There were far too many missed calls in this game. In actuality, it wasn't that they were missed, the bigger issue is that they were plain ignored. Nashville got away with some big time hits that were clearly interference minors as the Sharks players on the receiving end didn't and sometimes never even had the puck. 

Furthermore, on the Sharks end, Joe Pavelski blatantly punched Paul Gaustad right after a faceoff and the refs simply didn't call it. It certainly looked like Gaustad was also holding Pavelski's stick. If the referees are going to let these calls go, then the players are going to keep trying to push the boundaries of how much cheating they can get away with. 

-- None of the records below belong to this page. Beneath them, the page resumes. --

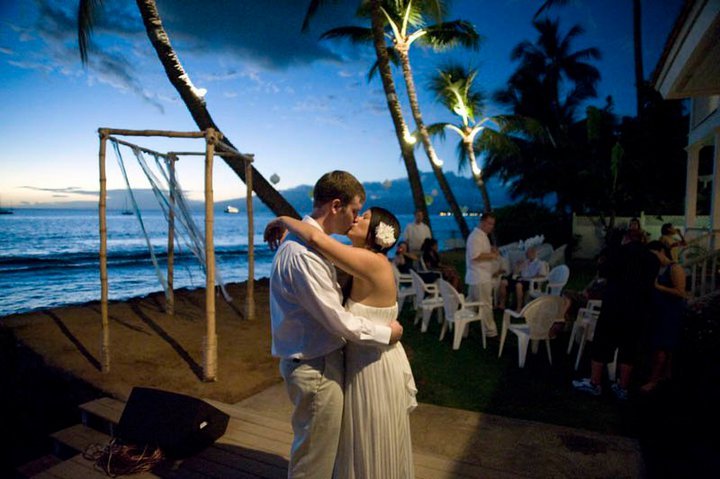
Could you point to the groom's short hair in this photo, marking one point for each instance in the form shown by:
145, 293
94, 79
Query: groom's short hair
339, 185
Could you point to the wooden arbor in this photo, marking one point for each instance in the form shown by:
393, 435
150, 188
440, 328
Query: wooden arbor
213, 141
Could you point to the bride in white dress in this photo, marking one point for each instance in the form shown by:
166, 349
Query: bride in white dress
379, 386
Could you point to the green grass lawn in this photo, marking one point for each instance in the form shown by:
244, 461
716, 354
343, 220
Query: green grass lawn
475, 379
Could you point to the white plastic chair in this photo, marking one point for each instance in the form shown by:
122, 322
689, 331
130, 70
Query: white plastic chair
403, 285
460, 313
584, 331
427, 299
557, 257
536, 319
544, 251
514, 256
552, 284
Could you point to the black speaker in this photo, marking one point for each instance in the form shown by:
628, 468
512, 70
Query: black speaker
179, 425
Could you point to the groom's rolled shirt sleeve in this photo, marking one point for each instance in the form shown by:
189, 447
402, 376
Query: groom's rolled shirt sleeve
317, 291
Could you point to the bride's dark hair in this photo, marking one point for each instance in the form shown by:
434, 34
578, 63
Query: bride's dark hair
379, 215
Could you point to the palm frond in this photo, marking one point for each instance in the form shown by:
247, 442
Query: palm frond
86, 21
450, 34
356, 35
394, 58
547, 5
437, 130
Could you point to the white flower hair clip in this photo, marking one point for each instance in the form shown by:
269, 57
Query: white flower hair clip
384, 235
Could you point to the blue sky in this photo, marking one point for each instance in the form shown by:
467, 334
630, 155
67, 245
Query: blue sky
302, 106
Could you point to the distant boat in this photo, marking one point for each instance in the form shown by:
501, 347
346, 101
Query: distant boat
126, 211
5, 211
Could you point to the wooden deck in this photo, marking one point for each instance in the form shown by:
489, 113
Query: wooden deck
254, 446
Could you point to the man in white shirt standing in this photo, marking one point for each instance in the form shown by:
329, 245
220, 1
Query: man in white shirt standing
310, 327
480, 262
416, 233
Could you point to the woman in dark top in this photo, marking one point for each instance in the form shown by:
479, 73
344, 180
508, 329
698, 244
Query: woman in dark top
668, 305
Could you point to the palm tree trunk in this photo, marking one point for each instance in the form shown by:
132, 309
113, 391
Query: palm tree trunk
196, 106
396, 111
429, 150
637, 41
478, 176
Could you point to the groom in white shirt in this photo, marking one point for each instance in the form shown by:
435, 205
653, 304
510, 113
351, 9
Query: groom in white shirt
310, 327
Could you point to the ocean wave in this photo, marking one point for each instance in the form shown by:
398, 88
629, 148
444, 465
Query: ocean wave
27, 263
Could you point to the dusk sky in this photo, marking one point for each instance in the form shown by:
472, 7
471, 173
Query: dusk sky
301, 105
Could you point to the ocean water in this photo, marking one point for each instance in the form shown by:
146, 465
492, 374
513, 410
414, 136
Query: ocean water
50, 257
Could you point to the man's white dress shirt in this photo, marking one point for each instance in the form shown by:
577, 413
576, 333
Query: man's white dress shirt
478, 271
308, 318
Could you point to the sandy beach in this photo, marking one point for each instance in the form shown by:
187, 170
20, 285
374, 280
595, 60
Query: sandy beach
151, 349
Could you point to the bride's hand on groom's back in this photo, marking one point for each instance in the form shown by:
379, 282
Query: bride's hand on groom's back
274, 233
395, 332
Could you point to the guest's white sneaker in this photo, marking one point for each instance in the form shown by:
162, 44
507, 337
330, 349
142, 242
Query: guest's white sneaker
584, 385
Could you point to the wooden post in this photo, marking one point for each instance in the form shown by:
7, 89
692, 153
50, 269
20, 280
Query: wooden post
250, 285
210, 356
170, 306
105, 343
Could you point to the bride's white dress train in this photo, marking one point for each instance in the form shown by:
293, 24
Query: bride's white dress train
379, 396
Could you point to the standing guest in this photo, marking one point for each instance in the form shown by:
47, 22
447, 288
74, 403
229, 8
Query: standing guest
416, 233
480, 262
310, 326
668, 237
665, 324
431, 257
631, 271
634, 232
403, 259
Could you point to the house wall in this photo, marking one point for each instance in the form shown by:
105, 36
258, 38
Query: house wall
591, 234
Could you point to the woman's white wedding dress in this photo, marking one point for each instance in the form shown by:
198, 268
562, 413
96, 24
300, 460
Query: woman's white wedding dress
379, 396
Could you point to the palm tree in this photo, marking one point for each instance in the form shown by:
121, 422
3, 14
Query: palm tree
637, 46
406, 25
550, 83
190, 95
377, 36
454, 88
546, 67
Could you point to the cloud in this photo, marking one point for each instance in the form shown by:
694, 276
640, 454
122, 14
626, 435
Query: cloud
266, 33
62, 191
52, 46
250, 39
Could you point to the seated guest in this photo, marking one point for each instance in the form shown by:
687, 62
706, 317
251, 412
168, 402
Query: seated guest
416, 232
526, 270
674, 243
432, 260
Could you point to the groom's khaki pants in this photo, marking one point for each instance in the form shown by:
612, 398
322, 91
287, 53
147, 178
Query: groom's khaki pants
315, 387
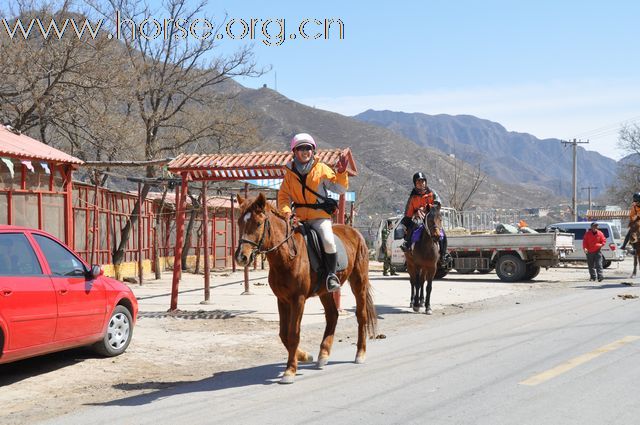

6. Patrick Marleau Back in the Top Six

Marleau received a lot of flack this season for not scoring a whole lot at even strength. It was his second year in a row with a pretty putrid plus/minus rating. However, most of the season Marleau played on a third line with Ward and Matt Nieto. Neither Ward nor Nieto have the high-end play-making skills that Marleau's past linemates like Thornton and Logan Couture possess. Marleau certainly isn't playing at the level he once did as he ages, but he can still put the puck in the net when paired with high-end linemates.

For most of the series Marleau was centering the third line until head coach Peter DeBoer bumped him back up to the Couture line for Game 5. While Game 6 was a dud for Marleau on that second line, he was nothing short of phenomenal in Games 5 and 7. Marleau finished with two points in each of those games with both his goals coming at even strength. The Game 5 goal came via a brilliant dish from Jonas Donskoi and in Game 7 Couture set Marleau up nicely as the two forwards executed a pretty give and go. 

7. Thornton & Marleau Write New Narrative

Despite actually having solid postseason statistics, Thornton and Marleau have been the national media whipping boys for the Sharks past playoff failures. When those critics are shown that their playoff numbers aren't actually that bad, they respond with the fact that they do most of their scoring early in playoff series and not in big games like Game 7s. 

Well, at least for one Game 7, Thornton and Marleau can say that they delivered when it mattered most. Both players finished with a goal and an assist in the 5-0 win. Sure their goals were the fourth and fifth of the game in a 5-0 blowout, but they both assisted on Joe Pavelski's power-play goal that opened the scoring and held up as the game-winning goal.